Paul’s research interests include autonomous systems, immersive technologies and human-robot collaboration.
- Zuercher, P.D., Bohné, T., Eger, V.M., and Mueller, F. (2022) Optimising virtual reality training in industry using crowdsourcing. Proceedings of the 12th Conference on Learning Factories (CLF 2022).
- Bohne, T., Heine, I., Mueller, F., Zuercher, P., & Eger, V. (2023) Gamification intensity in web-based virtual training environments and its effect on learning, IEEE Transactions on Learning Technologies, 16(5), pp.603-618.
- Farr, A., Peitschmann, L., Zuercher, P., & Bonhe, T. (2023) Skill retention after desktop and head-mounted-display virtual reality training, Experimental Results, 4(2), 2023.
- Pietschmann, L., Zuercher, P.D., Bubik, E., Chen, Z., Pfister, H., & Bohné, T. (2023) Quantifying the Impact of XR Visual Guidance on User Performance Using a Large-Scale Virtual Assembly Experiment. Research Gate Pre-print.
- 12th Conference On Learning Factories (CLF) 2022: Optimising virtual reality training in industry using crowdsourcing.
- AgriFoRwArdS CDT Annual Conference (2022): Augmenting autonomous systems to improve agronomy effectiveness.
- The Towards Autonomous Robots and Systems (TAROS) Conference 2023 / CDT Annual Conference / Joint Robotics CDT Conference (September 2023): Optimising Immersive Assistance Systems for Managing Automated Manufacturing Operations with Limited Resources.
- Committee member of IEC’s and ISO’s Joint Technical Commission for Information Technology and Digital Twins.
- Member of the Institute for Manufacturing First Year PhD Conference 2023 Conference organising committee.
I was born in Germany and lived there for the majority of my life. Since I was eight years old, I knew that I wanted to become a Computer Scientist. Therefore, there has only ever been a rather vague line between my career and my passions.
In the last four years, I split my time between working at a human-aid organisation (Engineers without borders, Germany), founding a start-up to leverage potentials of autonomous systems in logistics, studying Computer Science at the TU Darmstadt, researching with University of Cambridge’s Cyber-Human Lab (CHL) on immersive technologies and dancing salsa with friends.
In every step of this, I have tried to work towards a fair, more sustainable world, and I’m glad to be part of a cohort with the same ambitions.
I founded a start-up to make the capabilities of the fourth industrial revolution accessible to a broader range of people. And now I’m joining AgriFoRwArdS to make my contribution towards the fourth agricultural revolution.
I’m looking forward to ambitious projects with high impact, solving challenges with modern methods and joining our passionate cohort in an – for me – uncharted environment.
Subsequently, I’ll take the developed expertise to the CHL, where I’ll complement prior findings as part of my PhD.
Augmenting autonomous systems to improve agronomy effectiveness
Current agronomy mostly relies on heuristics yielding often inaccurate and ineffective decision making processes. Leveraging the available information of autonomous systems (AS) is an integral part of more effective decision making in agronomy. A literature review and observation study exposed the challenges of agronomists: having distributed responsibilities but facing intransparentAS that prevent effective decision-making. Based on the qualitative insights, we synthesised guidelines and create a virtual environment enabling agronomists to prioritise their actions globally and make effective decisions through interactive systems for remote analysis and evaluation of fields.

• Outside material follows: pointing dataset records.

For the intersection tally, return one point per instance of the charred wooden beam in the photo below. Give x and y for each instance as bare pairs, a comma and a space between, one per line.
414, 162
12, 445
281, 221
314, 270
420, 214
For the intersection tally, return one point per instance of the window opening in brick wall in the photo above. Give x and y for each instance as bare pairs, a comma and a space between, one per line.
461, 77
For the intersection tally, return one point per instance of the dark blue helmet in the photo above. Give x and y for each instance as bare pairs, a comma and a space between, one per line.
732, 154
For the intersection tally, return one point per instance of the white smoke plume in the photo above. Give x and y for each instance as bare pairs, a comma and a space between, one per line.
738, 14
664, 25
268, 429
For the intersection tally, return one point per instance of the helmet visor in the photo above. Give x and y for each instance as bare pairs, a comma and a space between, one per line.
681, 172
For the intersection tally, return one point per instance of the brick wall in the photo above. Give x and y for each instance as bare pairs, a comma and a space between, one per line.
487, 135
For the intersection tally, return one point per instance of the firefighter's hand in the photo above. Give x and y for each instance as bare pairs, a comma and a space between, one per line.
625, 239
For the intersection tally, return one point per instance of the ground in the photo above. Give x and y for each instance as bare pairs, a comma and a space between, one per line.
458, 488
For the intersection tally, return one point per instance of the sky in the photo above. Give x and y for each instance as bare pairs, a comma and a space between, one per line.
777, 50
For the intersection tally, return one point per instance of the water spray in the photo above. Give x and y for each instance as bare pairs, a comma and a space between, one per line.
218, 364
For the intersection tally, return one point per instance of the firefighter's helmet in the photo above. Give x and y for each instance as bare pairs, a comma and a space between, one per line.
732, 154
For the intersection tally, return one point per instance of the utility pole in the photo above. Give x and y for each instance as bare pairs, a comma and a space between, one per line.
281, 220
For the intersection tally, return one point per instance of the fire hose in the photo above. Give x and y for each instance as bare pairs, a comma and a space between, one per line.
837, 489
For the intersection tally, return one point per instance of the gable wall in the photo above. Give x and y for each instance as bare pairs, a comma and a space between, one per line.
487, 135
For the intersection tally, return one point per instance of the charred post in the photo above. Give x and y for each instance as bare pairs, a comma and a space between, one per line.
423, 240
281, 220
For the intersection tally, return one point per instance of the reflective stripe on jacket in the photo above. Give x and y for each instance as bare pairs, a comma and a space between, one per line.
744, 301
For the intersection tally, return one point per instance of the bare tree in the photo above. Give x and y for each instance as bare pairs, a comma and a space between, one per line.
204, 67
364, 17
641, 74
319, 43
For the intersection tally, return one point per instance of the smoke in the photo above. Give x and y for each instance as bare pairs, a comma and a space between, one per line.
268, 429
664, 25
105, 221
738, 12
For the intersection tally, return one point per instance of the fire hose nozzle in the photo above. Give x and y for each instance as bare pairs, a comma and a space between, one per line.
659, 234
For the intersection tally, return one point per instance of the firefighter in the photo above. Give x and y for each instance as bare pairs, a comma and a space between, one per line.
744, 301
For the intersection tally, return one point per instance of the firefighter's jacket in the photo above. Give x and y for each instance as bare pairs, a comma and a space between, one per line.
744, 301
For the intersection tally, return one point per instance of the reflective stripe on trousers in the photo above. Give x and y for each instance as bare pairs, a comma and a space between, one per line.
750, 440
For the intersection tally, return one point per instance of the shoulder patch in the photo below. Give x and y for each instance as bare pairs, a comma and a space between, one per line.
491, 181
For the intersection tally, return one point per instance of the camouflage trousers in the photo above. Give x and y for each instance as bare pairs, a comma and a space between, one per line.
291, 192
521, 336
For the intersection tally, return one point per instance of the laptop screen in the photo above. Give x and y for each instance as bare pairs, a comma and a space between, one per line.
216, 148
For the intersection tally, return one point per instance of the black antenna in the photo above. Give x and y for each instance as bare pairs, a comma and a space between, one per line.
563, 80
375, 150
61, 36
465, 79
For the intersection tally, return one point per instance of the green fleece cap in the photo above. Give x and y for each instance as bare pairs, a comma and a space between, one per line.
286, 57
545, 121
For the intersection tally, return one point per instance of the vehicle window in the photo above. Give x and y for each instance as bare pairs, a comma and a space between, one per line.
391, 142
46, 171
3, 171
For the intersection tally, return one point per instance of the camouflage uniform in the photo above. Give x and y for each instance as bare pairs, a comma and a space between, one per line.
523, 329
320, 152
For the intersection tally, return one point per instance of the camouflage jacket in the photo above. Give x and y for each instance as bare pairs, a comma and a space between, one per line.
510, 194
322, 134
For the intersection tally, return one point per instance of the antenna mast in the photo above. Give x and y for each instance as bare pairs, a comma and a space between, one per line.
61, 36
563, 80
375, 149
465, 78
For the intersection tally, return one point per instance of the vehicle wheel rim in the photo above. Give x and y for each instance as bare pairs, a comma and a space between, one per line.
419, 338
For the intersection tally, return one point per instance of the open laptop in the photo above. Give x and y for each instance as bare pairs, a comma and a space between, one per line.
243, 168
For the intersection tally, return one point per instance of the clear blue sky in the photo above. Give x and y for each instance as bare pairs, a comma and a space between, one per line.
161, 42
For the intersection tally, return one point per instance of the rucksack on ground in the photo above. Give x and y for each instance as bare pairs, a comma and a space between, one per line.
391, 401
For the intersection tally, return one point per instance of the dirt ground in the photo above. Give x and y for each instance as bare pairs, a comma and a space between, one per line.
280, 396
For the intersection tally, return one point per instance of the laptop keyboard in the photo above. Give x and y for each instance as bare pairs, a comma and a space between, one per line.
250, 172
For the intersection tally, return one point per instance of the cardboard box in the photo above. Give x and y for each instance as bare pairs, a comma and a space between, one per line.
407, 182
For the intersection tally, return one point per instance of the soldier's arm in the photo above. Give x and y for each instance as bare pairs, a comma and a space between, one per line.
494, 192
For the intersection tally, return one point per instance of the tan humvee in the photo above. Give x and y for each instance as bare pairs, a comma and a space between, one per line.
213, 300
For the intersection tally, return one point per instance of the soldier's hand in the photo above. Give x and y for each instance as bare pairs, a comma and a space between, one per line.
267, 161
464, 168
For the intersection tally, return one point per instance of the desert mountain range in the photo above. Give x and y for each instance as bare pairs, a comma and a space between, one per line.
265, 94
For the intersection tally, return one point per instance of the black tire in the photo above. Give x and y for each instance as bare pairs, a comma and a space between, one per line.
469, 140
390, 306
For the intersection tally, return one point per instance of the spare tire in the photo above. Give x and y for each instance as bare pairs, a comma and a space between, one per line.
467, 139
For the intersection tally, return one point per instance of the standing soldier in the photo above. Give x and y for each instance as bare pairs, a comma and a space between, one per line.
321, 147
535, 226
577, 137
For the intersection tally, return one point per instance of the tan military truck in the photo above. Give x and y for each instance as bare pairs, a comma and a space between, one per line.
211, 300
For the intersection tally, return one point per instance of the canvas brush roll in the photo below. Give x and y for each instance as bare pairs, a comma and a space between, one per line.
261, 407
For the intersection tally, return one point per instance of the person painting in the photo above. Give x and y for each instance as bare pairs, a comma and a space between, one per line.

Low-cost interactive systems to optimise operator performance in the agri-food industry
This project focuses on how immersive technologies such as virtual and augmented reality can be used to optimise large-scale up-skilling. One of the major advantages of these digital training approaches compared to traditional up-skilling approaches such as classroom-based or paper-based instructions is that the entire learning environments is designable. This means it is possible to run experiments and simulations with real users to optimise learning outcomes. Paul’s project will build on his background in computer science and investigate how such an approach could be built. The aim is to explore the potential and feasibility of largely automated solutions allowing faster, cheaper and more scientifically robust optimisation of large-scale up-skilling in industry.
Paul’s PhD project is being carried out with primary supervision by Dr Thomas Bohné.